A function may have zero or more formal parameters. The scope of a formal parameter is the body of the function.
All user-defined functions return either an integer value or a boolean value. Klein has no notion of a "void" function.
Miscellaneous
Compound expressions can be nested to any depth.
Binary operators and function calls evaluate their arguments from left to right.
The only user-defined identifiers in Klein are the names of functions and the names of formal parameters to functions. There are no "variables".
User-Defined Functions
Each function declaration consists of the function's name, its formal parameters and their types, the function's return type, and its body.
Function names are unique.
A function may refer only to its formal parameters and to other functions.

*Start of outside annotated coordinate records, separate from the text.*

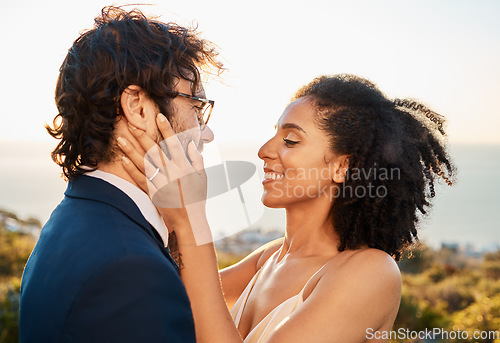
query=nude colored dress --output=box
[231,253,324,343]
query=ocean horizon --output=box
[0,140,500,251]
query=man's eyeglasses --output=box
[177,93,215,130]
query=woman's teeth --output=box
[264,173,284,180]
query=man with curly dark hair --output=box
[116,74,455,343]
[20,7,222,342]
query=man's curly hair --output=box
[294,74,455,260]
[45,6,222,179]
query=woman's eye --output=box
[283,138,299,146]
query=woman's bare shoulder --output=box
[324,248,401,282]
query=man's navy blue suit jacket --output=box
[20,176,195,343]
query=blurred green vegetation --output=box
[0,212,500,343]
[0,215,39,343]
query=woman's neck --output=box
[280,198,340,257]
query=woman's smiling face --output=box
[259,98,348,208]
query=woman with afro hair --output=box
[120,74,454,343]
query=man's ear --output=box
[120,85,148,130]
[330,155,349,183]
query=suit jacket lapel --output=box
[64,175,179,271]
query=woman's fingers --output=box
[156,113,186,161]
[188,141,205,176]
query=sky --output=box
[0,0,500,144]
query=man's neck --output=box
[97,159,141,189]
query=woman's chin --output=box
[261,195,285,208]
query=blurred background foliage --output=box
[0,211,500,343]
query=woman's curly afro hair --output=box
[294,74,455,260]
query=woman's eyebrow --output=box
[274,123,307,135]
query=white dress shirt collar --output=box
[84,170,168,246]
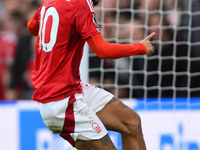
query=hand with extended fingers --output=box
[140,32,155,56]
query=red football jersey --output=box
[31,0,99,103]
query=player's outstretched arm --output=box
[87,34,153,59]
[140,32,155,56]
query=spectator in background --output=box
[147,14,188,97]
[0,11,23,100]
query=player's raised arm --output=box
[87,33,155,59]
[27,7,41,36]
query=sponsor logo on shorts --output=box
[90,120,102,133]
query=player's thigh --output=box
[97,97,141,133]
[75,134,116,150]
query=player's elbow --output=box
[27,22,39,36]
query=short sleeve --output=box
[75,0,100,39]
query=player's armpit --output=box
[27,18,39,36]
[87,34,147,59]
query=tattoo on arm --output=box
[119,101,128,109]
[108,97,118,103]
[101,134,117,150]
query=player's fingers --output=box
[145,32,155,40]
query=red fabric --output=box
[28,0,99,103]
[87,34,147,59]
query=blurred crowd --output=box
[0,0,42,100]
[0,0,200,100]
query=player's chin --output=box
[92,0,99,6]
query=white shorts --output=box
[39,83,113,146]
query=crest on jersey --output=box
[93,13,100,32]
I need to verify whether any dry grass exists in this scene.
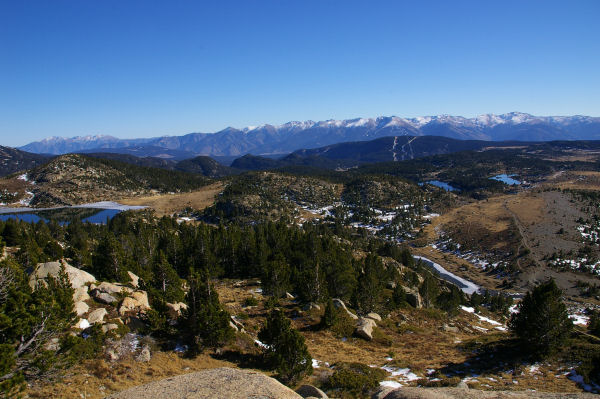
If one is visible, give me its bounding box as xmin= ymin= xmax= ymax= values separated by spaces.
xmin=27 ymin=352 xmax=235 ymax=399
xmin=118 ymin=183 xmax=223 ymax=216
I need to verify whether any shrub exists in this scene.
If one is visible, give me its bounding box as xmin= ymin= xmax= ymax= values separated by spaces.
xmin=509 ymin=279 xmax=573 ymax=357
xmin=327 ymin=363 xmax=387 ymax=395
xmin=258 ymin=310 xmax=312 ymax=383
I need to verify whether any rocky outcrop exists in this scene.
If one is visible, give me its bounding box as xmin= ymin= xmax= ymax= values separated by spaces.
xmin=29 ymin=262 xmax=96 ymax=289
xmin=88 ymin=308 xmax=108 ymax=324
xmin=127 ymin=270 xmax=140 ymax=288
xmin=107 ymin=367 xmax=302 ymax=399
xmin=119 ymin=291 xmax=150 ymax=316
xmin=296 ymin=385 xmax=328 ymax=399
xmin=402 ymin=285 xmax=423 ymax=309
xmin=372 ymin=387 xmax=597 ymax=399
xmin=354 ymin=317 xmax=377 ymax=341
xmin=332 ymin=298 xmax=358 ymax=320
xmin=167 ymin=302 xmax=187 ymax=320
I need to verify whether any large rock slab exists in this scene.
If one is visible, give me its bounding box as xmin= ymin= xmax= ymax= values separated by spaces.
xmin=107 ymin=367 xmax=302 ymax=399
xmin=354 ymin=317 xmax=377 ymax=341
xmin=332 ymin=298 xmax=358 ymax=320
xmin=29 ymin=262 xmax=96 ymax=289
xmin=372 ymin=387 xmax=598 ymax=399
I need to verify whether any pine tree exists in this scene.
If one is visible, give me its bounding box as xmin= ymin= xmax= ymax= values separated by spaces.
xmin=509 ymin=279 xmax=573 ymax=357
xmin=181 ymin=271 xmax=234 ymax=355
xmin=258 ymin=309 xmax=312 ymax=384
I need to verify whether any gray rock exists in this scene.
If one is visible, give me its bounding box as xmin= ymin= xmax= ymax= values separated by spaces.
xmin=135 ymin=345 xmax=151 ymax=363
xmin=92 ymin=290 xmax=117 ymax=305
xmin=365 ymin=312 xmax=381 ymax=321
xmin=29 ymin=262 xmax=96 ymax=289
xmin=354 ymin=317 xmax=377 ymax=341
xmin=107 ymin=367 xmax=302 ymax=399
xmin=88 ymin=308 xmax=108 ymax=324
xmin=302 ymin=302 xmax=321 ymax=311
xmin=73 ymin=301 xmax=90 ymax=316
xmin=296 ymin=385 xmax=328 ymax=399
xmin=332 ymin=298 xmax=358 ymax=320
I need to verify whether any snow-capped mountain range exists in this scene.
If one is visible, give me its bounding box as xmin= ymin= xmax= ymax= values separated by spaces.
xmin=20 ymin=112 xmax=600 ymax=156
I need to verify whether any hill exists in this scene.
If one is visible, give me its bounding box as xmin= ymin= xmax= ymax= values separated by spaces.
xmin=21 ymin=112 xmax=600 ymax=156
xmin=0 ymin=154 xmax=209 ymax=207
xmin=0 ymin=146 xmax=49 ymax=177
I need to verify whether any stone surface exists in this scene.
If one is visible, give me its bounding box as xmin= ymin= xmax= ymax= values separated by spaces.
xmin=127 ymin=270 xmax=140 ymax=288
xmin=29 ymin=262 xmax=96 ymax=289
xmin=119 ymin=291 xmax=150 ymax=316
xmin=332 ymin=298 xmax=358 ymax=320
xmin=92 ymin=290 xmax=117 ymax=305
xmin=73 ymin=285 xmax=90 ymax=302
xmin=167 ymin=302 xmax=187 ymax=320
xmin=88 ymin=308 xmax=108 ymax=324
xmin=102 ymin=323 xmax=119 ymax=334
xmin=73 ymin=301 xmax=90 ymax=316
xmin=302 ymin=302 xmax=321 ymax=310
xmin=96 ymin=281 xmax=133 ymax=295
xmin=365 ymin=312 xmax=381 ymax=321
xmin=296 ymin=385 xmax=328 ymax=399
xmin=135 ymin=345 xmax=151 ymax=362
xmin=402 ymin=285 xmax=423 ymax=309
xmin=372 ymin=387 xmax=597 ymax=399
xmin=107 ymin=367 xmax=302 ymax=399
xmin=354 ymin=317 xmax=377 ymax=341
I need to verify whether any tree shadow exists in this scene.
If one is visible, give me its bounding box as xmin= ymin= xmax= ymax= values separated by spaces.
xmin=211 ymin=350 xmax=267 ymax=370
xmin=440 ymin=338 xmax=536 ymax=378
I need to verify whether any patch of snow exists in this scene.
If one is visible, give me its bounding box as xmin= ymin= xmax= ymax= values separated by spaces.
xmin=379 ymin=381 xmax=402 ymax=389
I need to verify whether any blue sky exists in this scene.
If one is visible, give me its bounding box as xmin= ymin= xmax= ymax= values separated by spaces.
xmin=0 ymin=0 xmax=600 ymax=146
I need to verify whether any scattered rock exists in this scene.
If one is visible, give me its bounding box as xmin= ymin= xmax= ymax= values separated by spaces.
xmin=127 ymin=270 xmax=140 ymax=288
xmin=29 ymin=262 xmax=96 ymax=289
xmin=73 ymin=285 xmax=90 ymax=302
xmin=107 ymin=367 xmax=302 ymax=399
xmin=365 ymin=312 xmax=381 ymax=321
xmin=88 ymin=308 xmax=108 ymax=324
xmin=296 ymin=385 xmax=328 ymax=399
xmin=167 ymin=302 xmax=187 ymax=320
xmin=135 ymin=345 xmax=151 ymax=363
xmin=442 ymin=324 xmax=459 ymax=333
xmin=92 ymin=289 xmax=117 ymax=305
xmin=231 ymin=315 xmax=244 ymax=331
xmin=75 ymin=319 xmax=91 ymax=330
xmin=73 ymin=301 xmax=90 ymax=316
xmin=102 ymin=323 xmax=119 ymax=334
xmin=354 ymin=317 xmax=377 ymax=341
xmin=302 ymin=302 xmax=321 ymax=311
xmin=119 ymin=291 xmax=150 ymax=316
xmin=402 ymin=285 xmax=423 ymax=309
xmin=44 ymin=338 xmax=60 ymax=352
xmin=96 ymin=281 xmax=133 ymax=295
xmin=332 ymin=298 xmax=358 ymax=320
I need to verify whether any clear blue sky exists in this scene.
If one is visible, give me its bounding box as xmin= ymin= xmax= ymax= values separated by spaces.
xmin=0 ymin=0 xmax=600 ymax=146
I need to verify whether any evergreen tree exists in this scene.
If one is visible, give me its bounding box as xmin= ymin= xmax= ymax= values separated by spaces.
xmin=181 ymin=271 xmax=234 ymax=355
xmin=419 ymin=273 xmax=440 ymax=308
xmin=509 ymin=279 xmax=573 ymax=357
xmin=258 ymin=309 xmax=312 ymax=384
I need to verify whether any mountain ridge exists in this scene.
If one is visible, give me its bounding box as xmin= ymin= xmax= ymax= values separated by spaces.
xmin=19 ymin=112 xmax=600 ymax=156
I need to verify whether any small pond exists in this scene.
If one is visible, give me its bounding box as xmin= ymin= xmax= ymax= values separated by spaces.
xmin=427 ymin=180 xmax=460 ymax=191
xmin=490 ymin=173 xmax=521 ymax=186
xmin=0 ymin=202 xmax=144 ymax=224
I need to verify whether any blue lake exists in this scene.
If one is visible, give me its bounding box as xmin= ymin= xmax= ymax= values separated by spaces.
xmin=0 ymin=202 xmax=144 ymax=224
xmin=490 ymin=173 xmax=521 ymax=186
xmin=427 ymin=180 xmax=460 ymax=191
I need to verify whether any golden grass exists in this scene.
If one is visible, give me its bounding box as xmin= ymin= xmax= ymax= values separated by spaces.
xmin=118 ymin=183 xmax=223 ymax=216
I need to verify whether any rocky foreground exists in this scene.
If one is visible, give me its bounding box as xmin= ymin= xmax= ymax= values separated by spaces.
xmin=107 ymin=367 xmax=596 ymax=399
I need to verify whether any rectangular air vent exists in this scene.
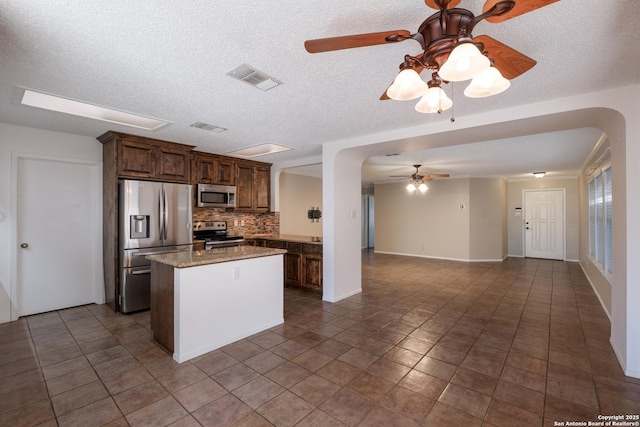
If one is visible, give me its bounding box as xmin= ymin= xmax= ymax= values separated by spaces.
xmin=227 ymin=64 xmax=282 ymax=91
xmin=189 ymin=122 xmax=227 ymax=133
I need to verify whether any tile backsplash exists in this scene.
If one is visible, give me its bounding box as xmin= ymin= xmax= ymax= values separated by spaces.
xmin=193 ymin=208 xmax=280 ymax=236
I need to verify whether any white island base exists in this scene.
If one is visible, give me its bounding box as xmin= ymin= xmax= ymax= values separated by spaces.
xmin=150 ymin=254 xmax=284 ymax=363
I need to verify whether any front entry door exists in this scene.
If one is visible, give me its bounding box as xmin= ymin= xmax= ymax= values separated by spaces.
xmin=524 ymin=190 xmax=565 ymax=260
xmin=15 ymin=157 xmax=102 ymax=316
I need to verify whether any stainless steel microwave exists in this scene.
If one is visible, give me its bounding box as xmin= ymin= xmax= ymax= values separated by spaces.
xmin=196 ymin=184 xmax=236 ymax=208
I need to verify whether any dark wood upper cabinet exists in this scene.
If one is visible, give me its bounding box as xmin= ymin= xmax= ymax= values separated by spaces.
xmin=191 ymin=151 xmax=235 ymax=185
xmin=156 ymin=145 xmax=191 ymax=182
xmin=236 ymin=161 xmax=271 ymax=212
xmin=216 ymin=157 xmax=236 ymax=185
xmin=236 ymin=162 xmax=254 ymax=211
xmin=98 ymin=132 xmax=193 ymax=183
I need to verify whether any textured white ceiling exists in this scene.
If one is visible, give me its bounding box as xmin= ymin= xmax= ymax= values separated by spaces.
xmin=0 ymin=0 xmax=640 ymax=181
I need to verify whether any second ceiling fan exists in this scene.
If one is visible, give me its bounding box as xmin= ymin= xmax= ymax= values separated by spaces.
xmin=304 ymin=0 xmax=559 ymax=113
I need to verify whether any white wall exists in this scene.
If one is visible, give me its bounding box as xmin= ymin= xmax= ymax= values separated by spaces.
xmin=374 ymin=179 xmax=469 ymax=261
xmin=279 ymin=172 xmax=322 ymax=236
xmin=0 ymin=123 xmax=102 ymax=323
xmin=469 ymin=178 xmax=507 ymax=261
xmin=375 ymin=178 xmax=506 ymax=261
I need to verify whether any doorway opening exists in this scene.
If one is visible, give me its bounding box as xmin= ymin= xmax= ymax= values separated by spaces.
xmin=362 ymin=194 xmax=375 ymax=249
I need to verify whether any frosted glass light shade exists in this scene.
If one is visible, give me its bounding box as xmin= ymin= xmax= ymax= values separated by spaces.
xmin=464 ymin=67 xmax=511 ymax=98
xmin=416 ymin=86 xmax=453 ymax=113
xmin=438 ymin=43 xmax=491 ymax=82
xmin=387 ymin=68 xmax=429 ymax=101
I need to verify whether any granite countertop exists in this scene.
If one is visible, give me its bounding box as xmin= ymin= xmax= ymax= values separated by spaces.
xmin=245 ymin=234 xmax=322 ymax=245
xmin=147 ymin=245 xmax=287 ymax=268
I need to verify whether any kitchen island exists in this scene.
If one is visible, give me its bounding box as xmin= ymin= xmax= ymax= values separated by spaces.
xmin=147 ymin=246 xmax=286 ymax=363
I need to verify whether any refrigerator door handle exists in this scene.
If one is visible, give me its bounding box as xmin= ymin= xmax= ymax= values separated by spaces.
xmin=162 ymin=188 xmax=169 ymax=240
xmin=158 ymin=189 xmax=164 ymax=240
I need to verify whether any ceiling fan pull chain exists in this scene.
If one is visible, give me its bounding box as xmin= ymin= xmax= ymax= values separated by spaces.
xmin=449 ymin=82 xmax=456 ymax=123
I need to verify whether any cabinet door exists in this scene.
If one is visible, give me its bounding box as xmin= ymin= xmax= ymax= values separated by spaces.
xmin=254 ymin=167 xmax=271 ymax=211
xmin=284 ymin=253 xmax=302 ymax=287
xmin=117 ymin=139 xmax=156 ymax=178
xmin=301 ymin=254 xmax=322 ymax=292
xmin=193 ymin=154 xmax=216 ymax=184
xmin=156 ymin=146 xmax=190 ymax=183
xmin=215 ymin=158 xmax=236 ymax=185
xmin=236 ymin=163 xmax=254 ymax=210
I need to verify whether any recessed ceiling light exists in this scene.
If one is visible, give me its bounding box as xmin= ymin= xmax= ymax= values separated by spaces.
xmin=21 ymin=89 xmax=170 ymax=130
xmin=227 ymin=142 xmax=292 ymax=157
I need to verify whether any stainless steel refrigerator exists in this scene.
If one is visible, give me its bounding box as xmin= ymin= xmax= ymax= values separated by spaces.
xmin=118 ymin=180 xmax=193 ymax=313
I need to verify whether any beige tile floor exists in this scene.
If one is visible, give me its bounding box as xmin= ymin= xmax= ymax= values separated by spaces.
xmin=0 ymin=252 xmax=640 ymax=427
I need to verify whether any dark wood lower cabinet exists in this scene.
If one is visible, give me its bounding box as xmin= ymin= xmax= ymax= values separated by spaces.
xmin=284 ymin=252 xmax=302 ymax=286
xmin=247 ymin=238 xmax=322 ymax=294
xmin=301 ymin=255 xmax=322 ymax=293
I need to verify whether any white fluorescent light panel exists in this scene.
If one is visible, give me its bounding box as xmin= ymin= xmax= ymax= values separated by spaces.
xmin=22 ymin=89 xmax=170 ymax=130
xmin=227 ymin=142 xmax=292 ymax=157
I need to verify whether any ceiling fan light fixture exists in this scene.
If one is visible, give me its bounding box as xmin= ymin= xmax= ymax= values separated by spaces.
xmin=438 ymin=42 xmax=491 ymax=82
xmin=464 ymin=67 xmax=511 ymax=98
xmin=416 ymin=86 xmax=453 ymax=113
xmin=387 ymin=68 xmax=429 ymax=101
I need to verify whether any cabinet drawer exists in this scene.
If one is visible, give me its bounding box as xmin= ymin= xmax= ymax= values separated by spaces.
xmin=266 ymin=240 xmax=287 ymax=249
xmin=286 ymin=242 xmax=303 ymax=254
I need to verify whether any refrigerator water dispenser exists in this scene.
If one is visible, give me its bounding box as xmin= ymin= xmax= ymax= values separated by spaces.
xmin=129 ymin=215 xmax=149 ymax=239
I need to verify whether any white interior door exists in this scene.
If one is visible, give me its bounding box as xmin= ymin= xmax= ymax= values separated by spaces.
xmin=14 ymin=158 xmax=102 ymax=316
xmin=524 ymin=190 xmax=565 ymax=260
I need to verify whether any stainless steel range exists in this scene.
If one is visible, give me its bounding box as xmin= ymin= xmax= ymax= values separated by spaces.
xmin=193 ymin=221 xmax=245 ymax=250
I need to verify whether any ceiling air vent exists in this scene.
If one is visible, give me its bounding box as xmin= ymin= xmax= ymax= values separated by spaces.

A Klein function may call itself.
Primitive Functions
For the purposes of user interaction, Klein provides the
primitive function print(expression).
For example:
print( x+y )
print writes the value of its argument on standard
output, followed by a new line character.
Unlike all user-defined functions, the value of a call to
print is undefined. For this reason, if a
function contains a call to print, that call
comes at the top of the function body.
Programs
A Klein program consists of a sequence of function definitions.
Every program must define a function named main,
which is called first when the program runs.
The result returned by main is printed on
standard output.
Users may provide arguments to main on the
command line.
For example, here is a complete Klein program that computes the absolute value of its argument:
function main(n : integer) : integer
if n < 0
then -n
else n
If this program were compiled into an executable file named
abs, then running it under Unix might look
something like this:
$ abs -3 3